Gaussian Belief Propagation for Continuous-Time SLAM
Contributors
Authors: Sergi Sánchez Orvay
Supervisors: Xinyi Li, William Talbot, Dr. David Hug, Dr. Cornelius von Einem, Prof. Dr. Margarita Chli
Abstract
Continuous-Time SLAM (CTSLAM) has emerged as a compelling alternative to conventional discrete-time approaches, representing the robot trajectory as a smooth function over time rather than a sequence of fixed-interval poses. This continuous formulation naturally fuses asynchronous, multi-rate sensors without explicit interpolation or aggregation, preserves full measurement fidelity, and yields more consistent estimates. However, CTSLAM often incurs higher computational cost.
Gaussian Belief Propagation (GBP) offers a distributed inference framework on factor graphs, in which variables and measurements exchange Gaussian messages to perform local, incremental updates. Unlike centralized Non-Linear Least Squares (NLLS) solvers (e.g. Ceres), GBP can exploit parallelism, detect converged nodes, and avoid repeated global relinearization, making it well suited for real-time, large-scale, or collaborative SLAM applications.

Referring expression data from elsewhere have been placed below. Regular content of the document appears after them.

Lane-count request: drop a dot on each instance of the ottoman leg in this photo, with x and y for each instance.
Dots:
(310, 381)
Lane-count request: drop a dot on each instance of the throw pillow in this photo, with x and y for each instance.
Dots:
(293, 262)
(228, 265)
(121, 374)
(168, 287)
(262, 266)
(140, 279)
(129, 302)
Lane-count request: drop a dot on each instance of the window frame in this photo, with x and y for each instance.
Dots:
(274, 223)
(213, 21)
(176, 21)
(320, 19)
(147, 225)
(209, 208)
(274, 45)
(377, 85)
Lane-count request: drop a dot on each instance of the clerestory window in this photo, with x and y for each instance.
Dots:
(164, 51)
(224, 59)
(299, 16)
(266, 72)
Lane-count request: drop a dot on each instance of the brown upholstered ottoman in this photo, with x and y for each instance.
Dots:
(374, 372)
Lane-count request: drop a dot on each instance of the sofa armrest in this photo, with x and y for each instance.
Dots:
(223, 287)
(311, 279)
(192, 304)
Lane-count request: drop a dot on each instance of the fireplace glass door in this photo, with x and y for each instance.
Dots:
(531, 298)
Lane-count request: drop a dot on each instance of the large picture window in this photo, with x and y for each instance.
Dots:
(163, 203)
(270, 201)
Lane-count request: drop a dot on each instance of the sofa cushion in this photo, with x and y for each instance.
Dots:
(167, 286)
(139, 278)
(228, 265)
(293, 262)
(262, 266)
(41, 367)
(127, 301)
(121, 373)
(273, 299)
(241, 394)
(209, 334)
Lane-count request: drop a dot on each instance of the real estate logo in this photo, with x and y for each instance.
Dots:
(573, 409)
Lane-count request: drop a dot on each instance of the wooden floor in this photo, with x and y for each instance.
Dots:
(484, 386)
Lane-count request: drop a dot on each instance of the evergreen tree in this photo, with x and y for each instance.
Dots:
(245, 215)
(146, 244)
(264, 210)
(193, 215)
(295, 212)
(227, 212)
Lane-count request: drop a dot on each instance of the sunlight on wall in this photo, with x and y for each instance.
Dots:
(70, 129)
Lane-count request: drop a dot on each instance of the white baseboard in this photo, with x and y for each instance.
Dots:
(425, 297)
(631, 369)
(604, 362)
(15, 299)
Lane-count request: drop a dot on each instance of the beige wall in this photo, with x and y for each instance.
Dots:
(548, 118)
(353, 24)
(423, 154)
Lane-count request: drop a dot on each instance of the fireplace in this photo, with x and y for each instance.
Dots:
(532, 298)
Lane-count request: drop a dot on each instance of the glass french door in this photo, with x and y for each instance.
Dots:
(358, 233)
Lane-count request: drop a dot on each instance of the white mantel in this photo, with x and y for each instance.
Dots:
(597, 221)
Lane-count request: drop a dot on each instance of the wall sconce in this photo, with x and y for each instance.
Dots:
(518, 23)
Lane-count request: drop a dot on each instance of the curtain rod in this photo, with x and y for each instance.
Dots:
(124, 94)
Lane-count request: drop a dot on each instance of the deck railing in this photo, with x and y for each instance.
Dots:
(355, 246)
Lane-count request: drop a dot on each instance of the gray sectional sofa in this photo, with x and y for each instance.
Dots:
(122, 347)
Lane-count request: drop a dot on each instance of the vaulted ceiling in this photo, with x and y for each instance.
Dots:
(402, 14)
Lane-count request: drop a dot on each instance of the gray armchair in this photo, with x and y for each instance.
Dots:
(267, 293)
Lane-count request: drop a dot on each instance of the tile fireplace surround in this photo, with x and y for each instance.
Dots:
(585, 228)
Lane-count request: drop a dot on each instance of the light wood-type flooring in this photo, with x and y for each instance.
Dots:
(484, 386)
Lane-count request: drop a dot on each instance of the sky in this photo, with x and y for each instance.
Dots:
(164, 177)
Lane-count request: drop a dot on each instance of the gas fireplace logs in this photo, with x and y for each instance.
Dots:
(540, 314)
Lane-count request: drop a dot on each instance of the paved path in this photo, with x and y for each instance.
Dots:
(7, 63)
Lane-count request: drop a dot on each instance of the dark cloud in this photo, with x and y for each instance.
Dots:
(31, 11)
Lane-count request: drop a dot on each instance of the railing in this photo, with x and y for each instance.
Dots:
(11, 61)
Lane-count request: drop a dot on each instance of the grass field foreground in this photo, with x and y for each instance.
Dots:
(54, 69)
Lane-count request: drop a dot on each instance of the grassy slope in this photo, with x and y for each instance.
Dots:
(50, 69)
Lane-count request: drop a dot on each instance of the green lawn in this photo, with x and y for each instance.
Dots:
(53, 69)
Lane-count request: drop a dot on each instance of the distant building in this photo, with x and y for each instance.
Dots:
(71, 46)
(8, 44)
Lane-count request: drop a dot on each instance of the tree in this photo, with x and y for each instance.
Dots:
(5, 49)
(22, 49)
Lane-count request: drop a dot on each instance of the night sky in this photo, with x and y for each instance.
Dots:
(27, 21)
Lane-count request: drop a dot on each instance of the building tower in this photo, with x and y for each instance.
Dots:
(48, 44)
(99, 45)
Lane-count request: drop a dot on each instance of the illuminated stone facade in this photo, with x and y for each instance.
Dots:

Hyperion—the first open-source continuous-time GBP solver—demonstrated significant speedups over existing spline implementations, yet exhibited numerical instabilities in visual SLAM scenarios. These failures hinder its deployment as a reliable system. In this work, the root causes of divergence are systematically analysed and introduce different regularization strategies within an online CTSLAM pipeline: diagonal relaxation of precision matrices, Levenberg–Marquardt damping in node updates, message damping, and tail-fixing of spline control points. These techniques are evaluated in both a controlled simple problem and a realistic indoor sequence under varying noise, and outlier conditions. Regularized Hyperion is further benchmarked against a Ceres-based solver in full history and sliding window modes.
Results show that the combined regularization scheme yields stable convergence, high accuracy, and robustness to outliers, while Hyperion consistently outperforms Ceres in runtime—demonstrating its potential as a deployable continuous-time SLAM solution.